Professionalism Mini-Evaluation Exercise for medical residents in Japan: a pilot study
Version of Record online: 16 SEP 2009
© Blackwell Publishing Ltd 2009
Volume 43, Issue 10, pages 968–978, October 2009
How to Cite
Tsugawa, Y., Tokuda, Y., Ohbu, S., Okubo, T., Cruess, R., Cruess, S., Ohde, S., Okada, S., Hayashida, N. and Fukui, T. (2009), Professionalism Mini-Evaluation Exercise for medical residents in Japan: a pilot study. Medical Education, 43: 968–978. doi: 10.1111/j.1365-2923.2009.03437.x
- Issue online: 16 SEP 2009
- Version of Record online: 16 SEP 2009
- Received 24 December 2008; editorial comments to authors 5 February 2009, 6 April 2009; accepted for publication 19 May 2009
Context Assessing medical professionalism among medical residents is of great importance. The Professionalism Mini-Evaluation Exercise (P-MEX) is a tool for assessing professionalism that was developed, tested for reliability and validated in Canada. Prior to the present study, no Japanese version of the P-MEX had been tested.

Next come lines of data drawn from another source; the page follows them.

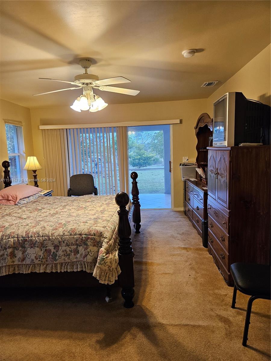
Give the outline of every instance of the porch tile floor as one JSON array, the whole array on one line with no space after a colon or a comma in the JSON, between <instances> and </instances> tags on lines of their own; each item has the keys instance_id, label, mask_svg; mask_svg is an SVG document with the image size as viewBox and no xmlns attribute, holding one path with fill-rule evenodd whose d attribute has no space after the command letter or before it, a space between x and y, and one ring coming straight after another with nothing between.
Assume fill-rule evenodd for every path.
<instances>
[{"instance_id":1,"label":"porch tile floor","mask_svg":"<svg viewBox=\"0 0 271 361\"><path fill-rule=\"evenodd\" d=\"M130 195L132 199L132 196ZM142 209L171 208L170 194L165 193L141 193L139 200Z\"/></svg>"}]
</instances>

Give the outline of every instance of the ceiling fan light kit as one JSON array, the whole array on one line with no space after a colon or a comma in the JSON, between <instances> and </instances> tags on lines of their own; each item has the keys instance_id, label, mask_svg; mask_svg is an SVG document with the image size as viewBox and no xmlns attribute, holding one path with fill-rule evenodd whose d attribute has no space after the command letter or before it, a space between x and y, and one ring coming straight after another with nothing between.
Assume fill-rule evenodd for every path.
<instances>
[{"instance_id":1,"label":"ceiling fan light kit","mask_svg":"<svg viewBox=\"0 0 271 361\"><path fill-rule=\"evenodd\" d=\"M99 80L99 77L94 74L89 74L87 69L91 65L90 60L83 59L80 60L79 64L81 66L85 69L85 72L83 74L79 74L74 77L74 82L69 82L65 80L59 80L58 79L51 79L47 78L40 78L39 79L44 79L47 80L54 80L56 82L62 83L68 83L73 85L76 85L76 87L68 88L59 90L54 90L52 91L47 92L46 93L41 93L35 94L34 95L41 95L51 93L62 91L64 90L70 90L73 89L83 88L83 94L77 98L72 105L70 108L76 112L81 112L81 110L89 110L90 112L98 112L98 110L104 109L108 104L106 103L99 95L93 93L93 88L98 89L104 91L110 91L113 93L119 93L128 95L136 95L139 92L139 90L134 90L133 89L127 89L123 88L117 88L116 87L109 87L108 85L112 84L119 84L124 83L130 83L130 80L127 79L123 77L116 77L106 79Z\"/></svg>"}]
</instances>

Methods We modified the P-MEX for use in Japan and tested it on medical residents in a Japanese teaching hospital. For each resident, eight evaluators completed the P-MEX forms. A total of 184 P-MEX forms were completed on 23 senior residents. The construct validity of the P-MEX was analysed by confirmatory factor analysis through structural equation modelling. The reliability of the P-MEX was tested using generalisability theory and a decision study. After performing the assessment and providing feedback to the residents, we conducted a survey on the residents’ perceptions of the assessment.
Results Results indicate content and construct validity. A confirmatory factor analysis revealed that factor loadings ranged from 0.58 to 0.96, indicating good construct validity except for one item (P12: Maintained appropriate boundaries with patients and colleagues). Structural equation modelling showed that adding new items developed in Japan to the P-MEX provided adequate factor validity. A decision study showed confidence intervals sufficiently narrow with as few as 10 evaluations, slightly more than the eight forms verified in Canada. Most residents stated that the items were reasonable and appropriate, the results of the assessment were consistent with their own self-evaluation and the assessment enhanced their motivation.
Conclusions Our study demonstrated good evidence of adequate reliability and validity of the P-MEX for the assessment of professionalism among Japanese residents. Moreover, the addition of new items developed in Japan provided adequate factor validity.